Execution time support#

Most of the tasks that are written in Flytekit will be Python functions decorated with @task, which turns the body of the function into a Flyte task, capable of being run independently, or included in any number of workflows. The interaction between Flytekit and these tasks does not end once the tasks have been serialized and registered to the control plane, however. When compiled, the command that will be executed when the task is run is hardcoded into the task definition itself.

In the basic @task-decorated function scenario, the command to be run will be something containing pyflyte-execute, which is the open source version of the union CLI.
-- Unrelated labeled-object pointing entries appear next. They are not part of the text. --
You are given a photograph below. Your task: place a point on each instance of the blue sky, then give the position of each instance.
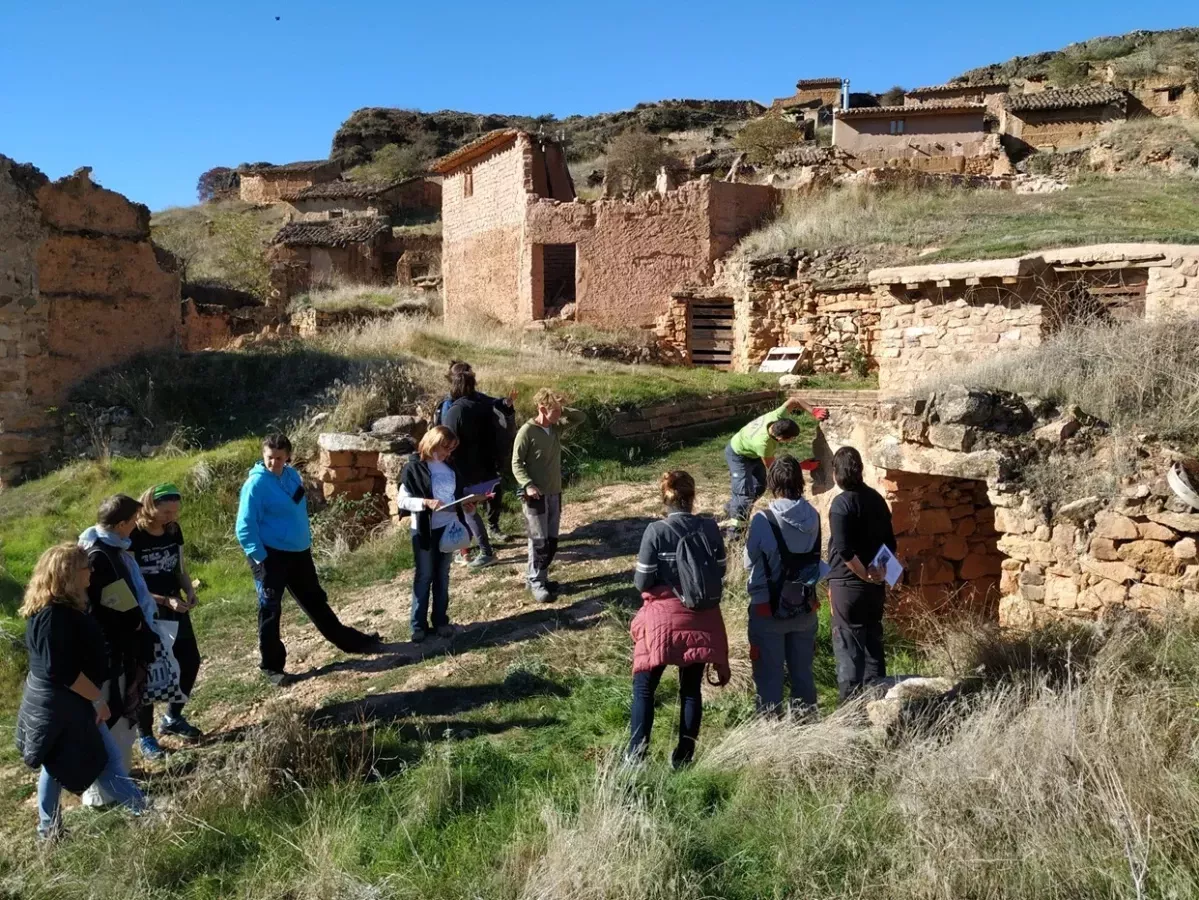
(152, 94)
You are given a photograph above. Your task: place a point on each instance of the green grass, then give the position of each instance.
(941, 224)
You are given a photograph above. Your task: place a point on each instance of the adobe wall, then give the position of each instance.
(80, 290)
(482, 248)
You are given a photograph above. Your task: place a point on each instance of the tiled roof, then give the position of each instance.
(330, 233)
(474, 150)
(345, 189)
(1070, 98)
(955, 86)
(923, 109)
(302, 165)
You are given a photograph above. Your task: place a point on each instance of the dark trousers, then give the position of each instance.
(691, 711)
(295, 572)
(187, 654)
(748, 482)
(857, 634)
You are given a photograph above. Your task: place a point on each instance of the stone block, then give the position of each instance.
(1150, 556)
(1115, 526)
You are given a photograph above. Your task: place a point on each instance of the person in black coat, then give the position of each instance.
(860, 521)
(59, 725)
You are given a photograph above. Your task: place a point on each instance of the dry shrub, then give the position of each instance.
(616, 846)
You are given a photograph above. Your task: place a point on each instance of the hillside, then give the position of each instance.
(1131, 56)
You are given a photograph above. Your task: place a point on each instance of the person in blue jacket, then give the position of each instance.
(272, 530)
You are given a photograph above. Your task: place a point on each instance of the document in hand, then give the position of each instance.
(892, 569)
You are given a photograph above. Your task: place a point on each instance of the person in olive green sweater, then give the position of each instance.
(752, 450)
(537, 467)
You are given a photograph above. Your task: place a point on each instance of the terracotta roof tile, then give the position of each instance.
(1070, 98)
(474, 150)
(330, 233)
(922, 109)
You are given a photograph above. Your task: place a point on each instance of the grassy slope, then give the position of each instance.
(951, 224)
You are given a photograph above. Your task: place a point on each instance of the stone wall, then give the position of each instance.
(80, 289)
(676, 420)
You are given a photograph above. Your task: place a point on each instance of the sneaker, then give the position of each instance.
(179, 726)
(482, 561)
(150, 750)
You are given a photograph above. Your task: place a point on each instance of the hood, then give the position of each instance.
(799, 520)
(100, 535)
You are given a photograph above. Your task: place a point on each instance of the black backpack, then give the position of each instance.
(700, 577)
(793, 591)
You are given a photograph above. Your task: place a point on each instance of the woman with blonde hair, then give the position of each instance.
(157, 545)
(60, 723)
(429, 484)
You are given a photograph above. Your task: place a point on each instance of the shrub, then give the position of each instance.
(763, 138)
(634, 159)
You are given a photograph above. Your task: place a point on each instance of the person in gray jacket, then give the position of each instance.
(773, 641)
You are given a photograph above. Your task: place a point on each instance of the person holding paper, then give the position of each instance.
(429, 490)
(860, 521)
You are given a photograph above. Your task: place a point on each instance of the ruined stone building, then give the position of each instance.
(517, 245)
(82, 289)
(409, 198)
(944, 137)
(1061, 119)
(263, 183)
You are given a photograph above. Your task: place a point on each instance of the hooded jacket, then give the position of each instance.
(272, 513)
(800, 524)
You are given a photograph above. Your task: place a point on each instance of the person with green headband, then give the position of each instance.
(157, 544)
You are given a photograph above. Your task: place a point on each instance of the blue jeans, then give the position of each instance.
(432, 575)
(113, 779)
(748, 482)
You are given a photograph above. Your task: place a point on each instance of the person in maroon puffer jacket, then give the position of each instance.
(667, 633)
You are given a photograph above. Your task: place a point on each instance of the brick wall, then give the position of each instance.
(80, 289)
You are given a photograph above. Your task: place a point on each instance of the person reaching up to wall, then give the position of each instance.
(860, 521)
(428, 488)
(275, 533)
(752, 450)
(537, 467)
(61, 725)
(782, 555)
(157, 545)
(680, 573)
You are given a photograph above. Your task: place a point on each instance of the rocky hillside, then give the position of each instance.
(369, 130)
(1136, 55)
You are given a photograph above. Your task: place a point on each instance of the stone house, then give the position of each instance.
(517, 245)
(263, 183)
(1061, 119)
(929, 137)
(82, 288)
(416, 197)
(989, 94)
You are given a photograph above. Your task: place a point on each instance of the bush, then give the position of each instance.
(763, 138)
(633, 162)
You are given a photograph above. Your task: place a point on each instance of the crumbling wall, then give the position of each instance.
(80, 290)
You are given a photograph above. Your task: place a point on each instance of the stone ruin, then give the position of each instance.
(975, 537)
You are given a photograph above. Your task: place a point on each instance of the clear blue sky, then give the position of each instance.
(152, 94)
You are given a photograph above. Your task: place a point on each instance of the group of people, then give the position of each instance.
(104, 609)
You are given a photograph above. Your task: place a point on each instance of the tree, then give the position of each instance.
(763, 138)
(217, 182)
(633, 162)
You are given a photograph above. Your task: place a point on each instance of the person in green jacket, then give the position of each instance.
(537, 467)
(753, 448)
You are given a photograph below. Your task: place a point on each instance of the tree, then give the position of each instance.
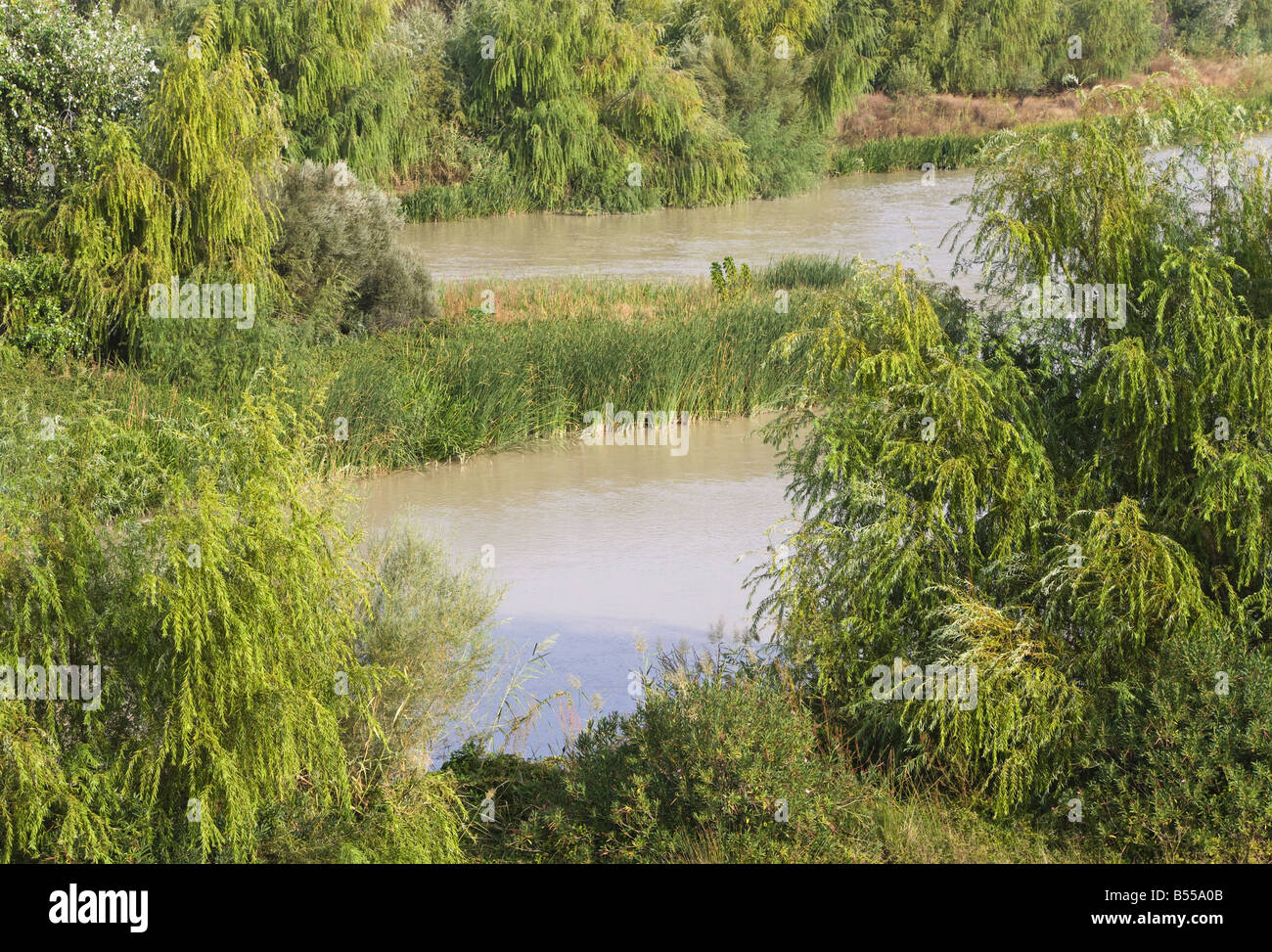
(589, 113)
(1075, 507)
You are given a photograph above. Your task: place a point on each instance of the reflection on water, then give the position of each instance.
(873, 215)
(603, 545)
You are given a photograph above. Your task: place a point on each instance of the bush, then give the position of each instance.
(32, 314)
(339, 256)
(62, 76)
(210, 576)
(907, 77)
(724, 761)
(761, 100)
(1059, 503)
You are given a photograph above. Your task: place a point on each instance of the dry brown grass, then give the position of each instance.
(882, 116)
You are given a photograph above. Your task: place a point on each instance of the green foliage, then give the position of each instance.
(339, 253)
(161, 551)
(589, 113)
(30, 309)
(62, 76)
(1076, 508)
(432, 624)
(1117, 37)
(1203, 24)
(723, 761)
(729, 280)
(761, 100)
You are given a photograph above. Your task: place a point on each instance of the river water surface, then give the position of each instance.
(607, 546)
(874, 215)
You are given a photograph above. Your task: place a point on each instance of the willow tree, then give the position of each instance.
(348, 89)
(1072, 495)
(214, 132)
(214, 582)
(589, 111)
(832, 42)
(177, 194)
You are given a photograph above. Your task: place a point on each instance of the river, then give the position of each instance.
(607, 546)
(874, 215)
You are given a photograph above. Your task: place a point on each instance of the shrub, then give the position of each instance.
(1065, 506)
(210, 575)
(62, 76)
(761, 100)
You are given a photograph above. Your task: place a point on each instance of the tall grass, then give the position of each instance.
(483, 382)
(471, 382)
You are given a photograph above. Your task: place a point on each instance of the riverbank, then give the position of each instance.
(507, 363)
(886, 132)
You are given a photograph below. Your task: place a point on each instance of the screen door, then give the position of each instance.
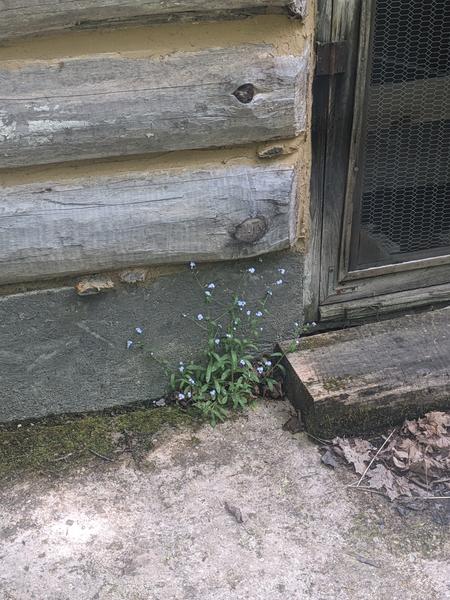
(381, 132)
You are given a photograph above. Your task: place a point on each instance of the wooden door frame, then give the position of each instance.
(331, 292)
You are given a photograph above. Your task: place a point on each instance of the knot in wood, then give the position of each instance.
(245, 93)
(251, 230)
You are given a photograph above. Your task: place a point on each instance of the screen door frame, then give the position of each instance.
(339, 109)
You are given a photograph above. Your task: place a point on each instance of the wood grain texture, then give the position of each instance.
(31, 17)
(374, 376)
(54, 229)
(108, 105)
(368, 308)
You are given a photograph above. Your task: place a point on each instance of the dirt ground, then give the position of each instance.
(162, 530)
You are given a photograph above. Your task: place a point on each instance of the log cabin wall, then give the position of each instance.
(135, 137)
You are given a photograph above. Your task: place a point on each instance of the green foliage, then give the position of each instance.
(227, 377)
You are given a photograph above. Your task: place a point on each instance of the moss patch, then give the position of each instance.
(339, 419)
(55, 445)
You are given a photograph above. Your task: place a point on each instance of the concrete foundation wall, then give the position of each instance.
(61, 353)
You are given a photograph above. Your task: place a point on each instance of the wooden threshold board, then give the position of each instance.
(372, 377)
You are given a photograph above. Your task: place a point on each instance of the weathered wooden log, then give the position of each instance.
(31, 17)
(85, 226)
(368, 378)
(110, 105)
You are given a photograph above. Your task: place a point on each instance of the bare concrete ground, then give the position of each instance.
(162, 531)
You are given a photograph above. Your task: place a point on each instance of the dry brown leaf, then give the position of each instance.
(357, 454)
(381, 479)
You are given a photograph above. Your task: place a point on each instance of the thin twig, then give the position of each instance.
(434, 498)
(64, 457)
(370, 490)
(375, 457)
(95, 453)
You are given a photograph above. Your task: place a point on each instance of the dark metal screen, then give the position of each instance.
(404, 199)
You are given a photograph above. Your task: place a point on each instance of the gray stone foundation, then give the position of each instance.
(61, 353)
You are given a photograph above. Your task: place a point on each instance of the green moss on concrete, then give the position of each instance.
(316, 341)
(334, 384)
(55, 445)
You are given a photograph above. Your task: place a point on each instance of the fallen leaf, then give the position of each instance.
(357, 454)
(329, 459)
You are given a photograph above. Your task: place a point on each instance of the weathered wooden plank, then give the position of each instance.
(174, 216)
(381, 305)
(111, 105)
(373, 376)
(30, 17)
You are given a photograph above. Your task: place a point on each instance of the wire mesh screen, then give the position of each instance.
(405, 204)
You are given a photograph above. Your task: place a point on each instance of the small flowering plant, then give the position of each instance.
(228, 376)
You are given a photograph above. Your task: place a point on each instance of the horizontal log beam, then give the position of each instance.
(107, 105)
(32, 17)
(55, 229)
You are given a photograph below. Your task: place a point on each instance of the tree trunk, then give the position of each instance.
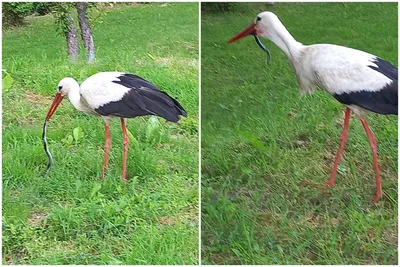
(86, 32)
(72, 39)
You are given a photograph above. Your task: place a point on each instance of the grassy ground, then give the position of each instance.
(266, 152)
(70, 217)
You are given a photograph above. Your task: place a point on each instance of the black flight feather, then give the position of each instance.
(143, 98)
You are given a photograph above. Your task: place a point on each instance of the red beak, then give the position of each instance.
(57, 100)
(250, 30)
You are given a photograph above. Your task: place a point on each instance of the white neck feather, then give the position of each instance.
(75, 96)
(284, 40)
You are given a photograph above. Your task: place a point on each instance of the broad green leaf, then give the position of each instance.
(78, 134)
(253, 140)
(7, 82)
(96, 187)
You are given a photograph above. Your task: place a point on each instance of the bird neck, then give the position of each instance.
(75, 96)
(284, 40)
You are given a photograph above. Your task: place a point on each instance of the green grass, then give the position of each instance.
(266, 152)
(70, 217)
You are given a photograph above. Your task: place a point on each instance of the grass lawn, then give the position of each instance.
(266, 151)
(70, 217)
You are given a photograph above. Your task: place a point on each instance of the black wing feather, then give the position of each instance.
(143, 98)
(383, 101)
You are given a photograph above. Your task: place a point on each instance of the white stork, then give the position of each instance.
(360, 81)
(117, 94)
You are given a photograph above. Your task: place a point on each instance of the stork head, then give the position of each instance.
(264, 25)
(63, 88)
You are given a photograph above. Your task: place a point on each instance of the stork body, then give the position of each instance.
(117, 94)
(359, 80)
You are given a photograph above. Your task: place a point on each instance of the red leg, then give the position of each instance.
(126, 141)
(106, 150)
(343, 139)
(372, 143)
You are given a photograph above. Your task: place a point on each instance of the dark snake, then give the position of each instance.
(262, 46)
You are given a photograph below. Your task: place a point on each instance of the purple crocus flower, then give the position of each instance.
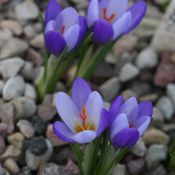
(63, 28)
(128, 121)
(112, 18)
(83, 115)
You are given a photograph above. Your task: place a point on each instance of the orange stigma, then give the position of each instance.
(108, 18)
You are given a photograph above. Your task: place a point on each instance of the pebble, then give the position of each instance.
(110, 88)
(24, 107)
(38, 41)
(33, 161)
(16, 139)
(139, 149)
(37, 145)
(11, 166)
(26, 128)
(26, 10)
(155, 154)
(128, 72)
(155, 136)
(148, 58)
(166, 107)
(119, 170)
(10, 67)
(171, 92)
(30, 92)
(13, 47)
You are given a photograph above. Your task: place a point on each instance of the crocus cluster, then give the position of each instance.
(84, 117)
(108, 19)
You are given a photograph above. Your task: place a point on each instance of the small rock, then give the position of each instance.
(16, 139)
(13, 25)
(136, 167)
(26, 128)
(119, 170)
(38, 124)
(33, 161)
(2, 145)
(166, 107)
(139, 149)
(37, 145)
(128, 72)
(38, 41)
(46, 111)
(27, 10)
(155, 136)
(24, 107)
(171, 92)
(11, 67)
(11, 166)
(30, 92)
(13, 47)
(155, 154)
(110, 88)
(148, 58)
(27, 71)
(52, 137)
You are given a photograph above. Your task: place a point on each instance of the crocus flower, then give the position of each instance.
(112, 18)
(128, 121)
(83, 115)
(63, 28)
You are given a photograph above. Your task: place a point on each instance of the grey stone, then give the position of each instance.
(110, 88)
(139, 149)
(26, 128)
(10, 67)
(171, 92)
(30, 92)
(128, 72)
(27, 10)
(155, 154)
(13, 47)
(148, 58)
(166, 107)
(24, 107)
(33, 161)
(14, 87)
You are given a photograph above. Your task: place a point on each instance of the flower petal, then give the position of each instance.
(115, 107)
(61, 131)
(145, 109)
(103, 123)
(120, 123)
(93, 12)
(54, 42)
(67, 110)
(71, 36)
(80, 93)
(142, 124)
(103, 31)
(94, 107)
(67, 18)
(86, 136)
(52, 10)
(138, 11)
(121, 25)
(126, 138)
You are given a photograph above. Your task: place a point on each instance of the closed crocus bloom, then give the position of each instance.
(83, 115)
(128, 121)
(112, 18)
(63, 28)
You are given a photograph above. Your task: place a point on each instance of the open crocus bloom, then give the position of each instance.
(63, 28)
(83, 115)
(128, 121)
(112, 18)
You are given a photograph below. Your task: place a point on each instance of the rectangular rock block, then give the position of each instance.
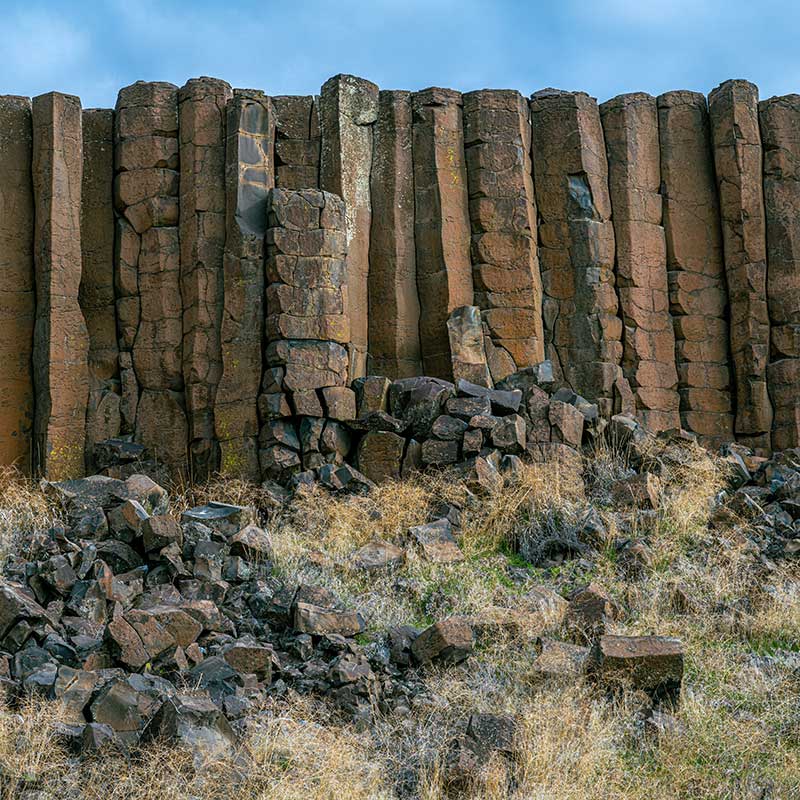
(582, 331)
(733, 110)
(630, 127)
(17, 287)
(249, 175)
(394, 308)
(441, 222)
(61, 341)
(348, 109)
(698, 295)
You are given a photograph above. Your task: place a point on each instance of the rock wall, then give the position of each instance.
(172, 275)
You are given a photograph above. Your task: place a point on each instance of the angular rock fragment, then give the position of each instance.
(441, 221)
(61, 343)
(630, 125)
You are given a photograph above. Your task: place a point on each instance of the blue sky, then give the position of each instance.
(604, 47)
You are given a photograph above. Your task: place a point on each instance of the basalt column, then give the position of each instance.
(576, 246)
(348, 108)
(630, 126)
(497, 138)
(148, 270)
(394, 347)
(249, 175)
(296, 142)
(61, 341)
(441, 221)
(733, 109)
(780, 132)
(97, 280)
(17, 298)
(201, 110)
(698, 297)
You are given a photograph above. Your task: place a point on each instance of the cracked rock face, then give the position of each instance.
(630, 127)
(582, 330)
(698, 294)
(779, 117)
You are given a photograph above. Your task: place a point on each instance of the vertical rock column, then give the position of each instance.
(630, 126)
(308, 324)
(296, 142)
(348, 109)
(394, 347)
(17, 295)
(148, 290)
(441, 222)
(201, 111)
(698, 297)
(97, 279)
(733, 109)
(576, 246)
(508, 289)
(780, 132)
(249, 175)
(61, 341)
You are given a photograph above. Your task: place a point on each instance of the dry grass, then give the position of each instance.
(739, 621)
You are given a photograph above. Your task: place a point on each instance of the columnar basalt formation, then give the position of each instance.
(17, 298)
(698, 296)
(201, 110)
(630, 127)
(249, 175)
(61, 342)
(97, 278)
(582, 330)
(297, 142)
(441, 221)
(733, 109)
(780, 132)
(502, 206)
(348, 108)
(147, 263)
(308, 323)
(394, 308)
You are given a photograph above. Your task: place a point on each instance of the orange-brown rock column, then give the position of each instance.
(394, 346)
(698, 295)
(441, 221)
(17, 293)
(733, 110)
(630, 126)
(61, 341)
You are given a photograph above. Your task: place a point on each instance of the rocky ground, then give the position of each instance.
(622, 622)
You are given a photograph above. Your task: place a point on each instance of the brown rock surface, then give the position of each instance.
(201, 109)
(147, 264)
(630, 126)
(249, 175)
(502, 206)
(733, 110)
(441, 222)
(17, 290)
(97, 278)
(780, 123)
(698, 296)
(61, 341)
(582, 331)
(348, 108)
(394, 346)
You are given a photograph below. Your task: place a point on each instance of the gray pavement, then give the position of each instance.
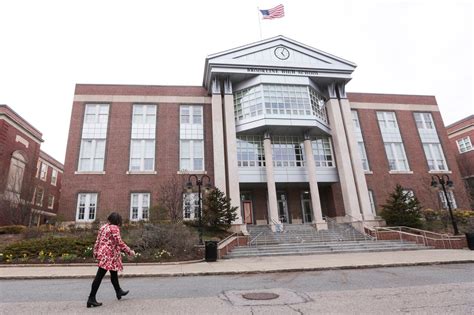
(249, 265)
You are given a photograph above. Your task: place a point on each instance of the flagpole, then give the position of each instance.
(259, 22)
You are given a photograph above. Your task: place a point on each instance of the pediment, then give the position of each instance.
(277, 53)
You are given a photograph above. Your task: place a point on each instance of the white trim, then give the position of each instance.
(400, 172)
(394, 106)
(141, 172)
(143, 99)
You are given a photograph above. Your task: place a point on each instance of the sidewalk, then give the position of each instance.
(249, 265)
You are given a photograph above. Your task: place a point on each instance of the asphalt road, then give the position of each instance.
(439, 289)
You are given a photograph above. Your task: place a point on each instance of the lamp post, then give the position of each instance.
(443, 181)
(189, 186)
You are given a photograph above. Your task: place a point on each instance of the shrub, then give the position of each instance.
(51, 247)
(402, 209)
(176, 239)
(218, 212)
(12, 229)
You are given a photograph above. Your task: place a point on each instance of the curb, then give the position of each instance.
(233, 272)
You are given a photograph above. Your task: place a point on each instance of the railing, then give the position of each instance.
(427, 238)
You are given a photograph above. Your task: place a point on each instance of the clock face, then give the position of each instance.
(282, 53)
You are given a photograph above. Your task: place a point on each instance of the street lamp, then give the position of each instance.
(199, 182)
(444, 181)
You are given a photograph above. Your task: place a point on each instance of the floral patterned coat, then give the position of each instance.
(108, 248)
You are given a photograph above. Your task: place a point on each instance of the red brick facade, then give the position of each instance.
(114, 187)
(20, 140)
(465, 160)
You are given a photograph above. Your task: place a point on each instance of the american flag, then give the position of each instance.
(273, 13)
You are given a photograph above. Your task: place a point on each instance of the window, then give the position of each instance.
(191, 138)
(140, 207)
(15, 175)
(322, 151)
(372, 202)
(444, 203)
(409, 194)
(54, 177)
(363, 156)
(43, 171)
(278, 99)
(142, 145)
(394, 149)
(397, 160)
(190, 206)
(464, 144)
(94, 134)
(39, 196)
(50, 202)
(424, 120)
(435, 157)
(86, 207)
(355, 119)
(287, 151)
(387, 120)
(250, 151)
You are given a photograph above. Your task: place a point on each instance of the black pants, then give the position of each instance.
(98, 279)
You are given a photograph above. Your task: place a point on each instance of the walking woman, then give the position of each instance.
(107, 251)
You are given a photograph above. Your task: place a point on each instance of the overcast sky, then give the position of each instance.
(419, 47)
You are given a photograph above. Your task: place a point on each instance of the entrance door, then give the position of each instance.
(247, 205)
(307, 207)
(282, 207)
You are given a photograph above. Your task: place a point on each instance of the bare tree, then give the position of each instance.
(16, 200)
(170, 199)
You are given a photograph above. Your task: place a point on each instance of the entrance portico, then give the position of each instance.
(282, 119)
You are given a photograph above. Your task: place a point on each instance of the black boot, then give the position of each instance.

That command, if you were to inspect a serialized task, might look something like the following:

flytekit_venv pyflyte-execute --task-module app.workflows.failing_workflows --task-name divider --inputs {{.input}} --output-prefix {{.outputPrefix}} --raw-output-data-prefix {{.rawOutputDataPrefix}}

The point of running this script, or rather the reason for having any Flyte-related logic at execution time, is purely to codify and streamline the interaction between Flyte the platform, and the function body comprising user code. The CLI is responsible for:

  • Performing I/O. The templated --inputs and --output-prefix arguments in the example command above will be filled in by the Flyte execution engine with an S3 path (in the case of an AWS deployment). The pyflyte script will download the inputs to the right location in the container, and upload the results to the output-prefix location.

  • Ensuring that raw output data prefix configuration option, which is again filled in by the Flyte engine, is respected so that FlyteFile, FlyteDirectory, and FlyteSchema objects offload their data to the correct place.

  • Capturing and handling error reporting. Exceptions thrown in the course of task execution are captured and uploaded to the Flyte control plane for display on the Console.

  • Setting up helper utilities like the statsd handle, logging and logging levels, etc.

  • Ensuring configuration options about the Flyte backend, which are passed through by the Flyte engine, are properly loaded in Python memory.